“22 SENE ÖNCE KİMSEDE OLMAYAN İMAJ BENDE VARDI AMA PARAYI KAZANAMADIM”
“Çok çılgın biri olarak görülebilirim ama saha içinde hiçbir zaman çılgın bir hareketim olmadı.” diyen Portekizli eski futbolcu, şu ifadeleri kullandı:
“Çalıştığım teknik direktörlerle konuşursanız hepsi şunu söyler, ‘Abel Xavier çok çalışkandır, çok büyük bir profesyoneldir.’ Profesyonelliği hiç bırakmadım. Bazen kötü oynasam da her zaman elimden geleni yaptım. Yaptığım çılgınlık olarak adlandırılabilecek en büyük şey saçlarımı sarıya boyamamdır. Afrikalılar arasında saçını sarıya boyayan ilk futbolcuydum. Bir tabuyu kırdım. Çünkü o dönemde Afrikalılar arasında bu hoş karşılanmıyordu. Bu bir çılgınlık olarak adlandırılabilir ama bir insanı giydiği giysilerden ya da saçının renginden yargılamamak gerekir. Kafanızın içindekiler önemlidir. Ben de tüm insanlara böyle bakıyorum. Artık futbolcularla hem sportif hem de imaj haklarıyla ilgili kontrat yapılıyor. Futbolcular imaj haklarından da para kazanıyorlar. 22 sene önce kimsede olmayan imaj bende vardı ama parayı kazanamadım. (Gülerek)”

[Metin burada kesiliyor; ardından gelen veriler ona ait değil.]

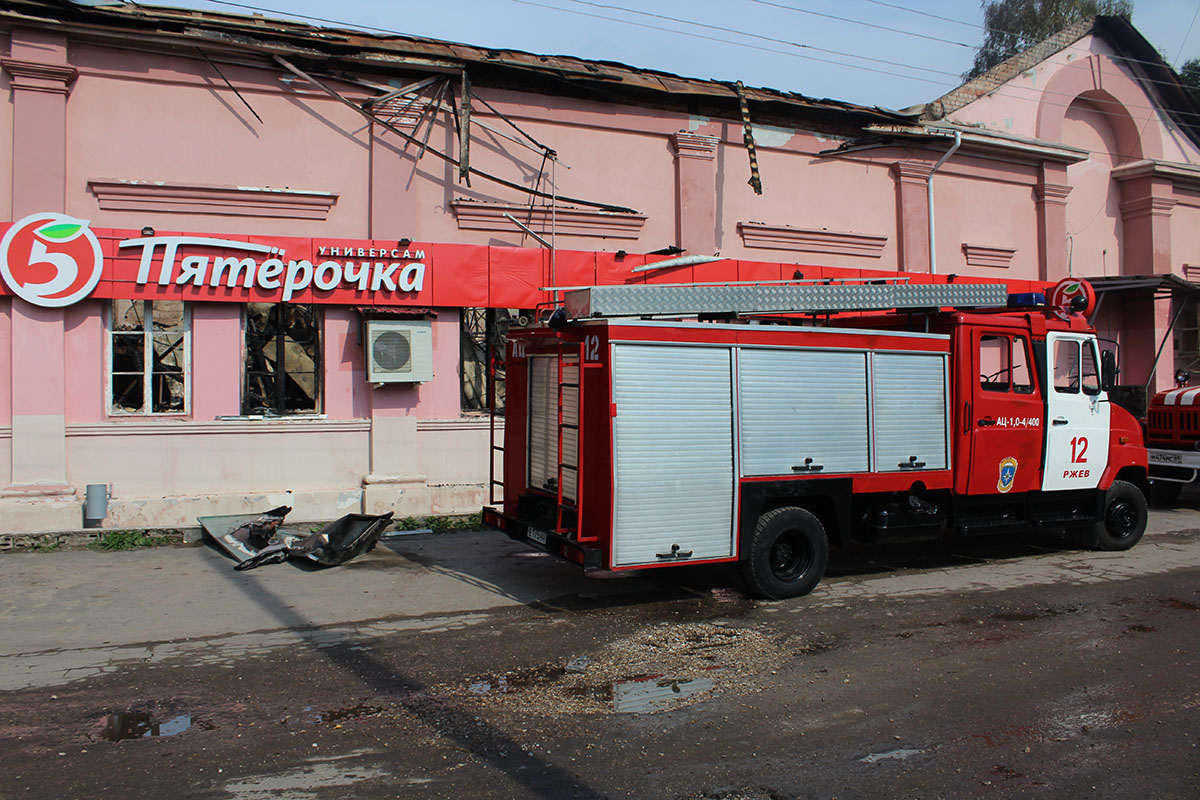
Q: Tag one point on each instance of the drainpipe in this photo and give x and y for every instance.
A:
(929, 186)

“GALATASARAY’IN TEKNİK DİREKTÖRÜ OLMAYI ÇOK İSTERİM”
Son olarak Mozambik Milli Takımı’nda teknik direktörlük yaptığını belirten Abel Xavier, en büyük hedeflerinden birinin Galatasaray’da teknik direktörlük yapmak olduğunu söyledi.
Salgında ailesine zaman ayırmak için teknik direktörlüğe ara verdiğini ancak yeniden futbola dönmek için görüşmelere başladığını aktaran Xavier, “Kariyerime baktığınızda PSV, Galatasaray, Benfica, Roma, Liverpool gibi çok önemli takımlarda da oynadım. Bu tecrübelerimi teknik direktör olarak aktarmak istiyorum. Türkiye’de çalışmak en büyük isteklerimden biri. Galatasaray’ın teknik direktörü olmayı çok isterim. Fenerbahçe ve Beşiktaş’ı Portekizli teknik direktörler çalıştırdı, umarım ben de Galatasaray’ı çalıştırırım.” değerlendirmesinde bulundu.

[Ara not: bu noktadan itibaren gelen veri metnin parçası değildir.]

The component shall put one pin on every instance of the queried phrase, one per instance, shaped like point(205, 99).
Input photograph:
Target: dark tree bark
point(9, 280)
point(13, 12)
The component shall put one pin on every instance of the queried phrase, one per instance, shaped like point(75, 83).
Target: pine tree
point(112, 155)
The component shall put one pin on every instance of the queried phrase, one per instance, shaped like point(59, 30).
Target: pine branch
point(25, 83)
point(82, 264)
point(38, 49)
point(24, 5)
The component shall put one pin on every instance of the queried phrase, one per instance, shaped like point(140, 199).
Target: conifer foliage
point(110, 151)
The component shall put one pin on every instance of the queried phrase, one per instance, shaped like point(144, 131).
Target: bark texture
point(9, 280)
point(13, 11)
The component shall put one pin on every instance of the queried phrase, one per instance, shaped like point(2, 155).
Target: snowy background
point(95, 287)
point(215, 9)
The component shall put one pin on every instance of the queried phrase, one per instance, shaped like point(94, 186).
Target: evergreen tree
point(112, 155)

Galatasaray taraftarıyla arasında çok farklı bir bağ bulunduğunun altını çizen Portekizli futbol adamı, “İnsanlar bana karşı çok samimi, çok cana yakınlardı. Bu da beni etkileyen nedenlerden biriydi. Bana sadece bir oyuncu gibi yaklaşmadılar, beni çok seviyorlardı. Gördüğüm bu saf sevgi beni çok etkiledi. O yüzden ‘Türkiye benim ikinci evim’ diyorum. Garanti veriyorum, bir gün ikinci evime kesinlikle döneceğim.” şeklinde konuştu.

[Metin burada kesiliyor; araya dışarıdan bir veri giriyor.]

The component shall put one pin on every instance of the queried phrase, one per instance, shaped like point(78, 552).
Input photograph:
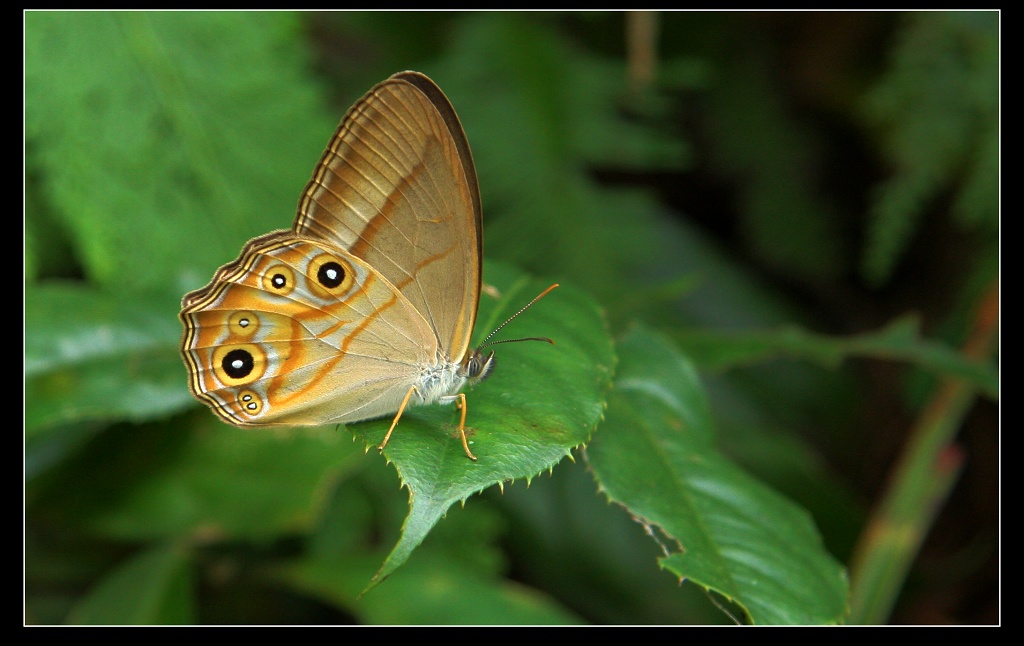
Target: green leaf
point(91, 354)
point(151, 130)
point(151, 588)
point(900, 340)
point(206, 479)
point(720, 527)
point(541, 401)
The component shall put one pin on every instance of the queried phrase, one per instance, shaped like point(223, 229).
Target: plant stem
point(920, 484)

“LİVERPOOL’LA ALİ SAMİ YEN’E ÇIKTIĞIMDA ‘UMARIM BİR GÜN GALATASARAY’DA OYNARIM’ DEDİM”
“Galatasaray’da en unutamadığım şey tutku.” sözlerini kullanan Abel Xavier, şöyle konuştu:
“Liverpool’da oynadığım dönemde Şampiyonlar Ligi grubumuzda Galatasaray da vardı. Barcelona ve Roma’nın da olduğu çok zorlu bir gruptu. Galatasaray’ın eski stadı Ali Sami Yen’de maça çıkmıştık, ısınırken tribünlerde ‘Welcome to Hell’ pankartını gördüm. Çok etkileyici ve boğucu bir ortam vardı. Taraftarlar çok ateşliydi. Maça başladık, devre arası skor 0-0’dı. Kafama bir havlu geçirdiğimde kendime şunu söyledim, ‘Umarım bir gün ben de Galatasaray için oynarım.’ Taraftarların çıkardığı sesler, verdiği destek inanılmazdı. Liverpool’la Ali Sami Yen’e çıktığımda ‘Umarım bir gün Galatasaray’da oynarım.’ dedim. Galatasaray’da oynama isteğim bir sene sonra gerçek oldu. Fatih Terim daha önce Milan ve Fiorentina’da birlikte çalıştığı Rui Costa ve beni istiyordu. Liverpool’dan kiralık geldim. Atatürk Havalimanı’ndaki coşkulu karşılamayı, Fenerbahçe derbisini unutamıyorum.”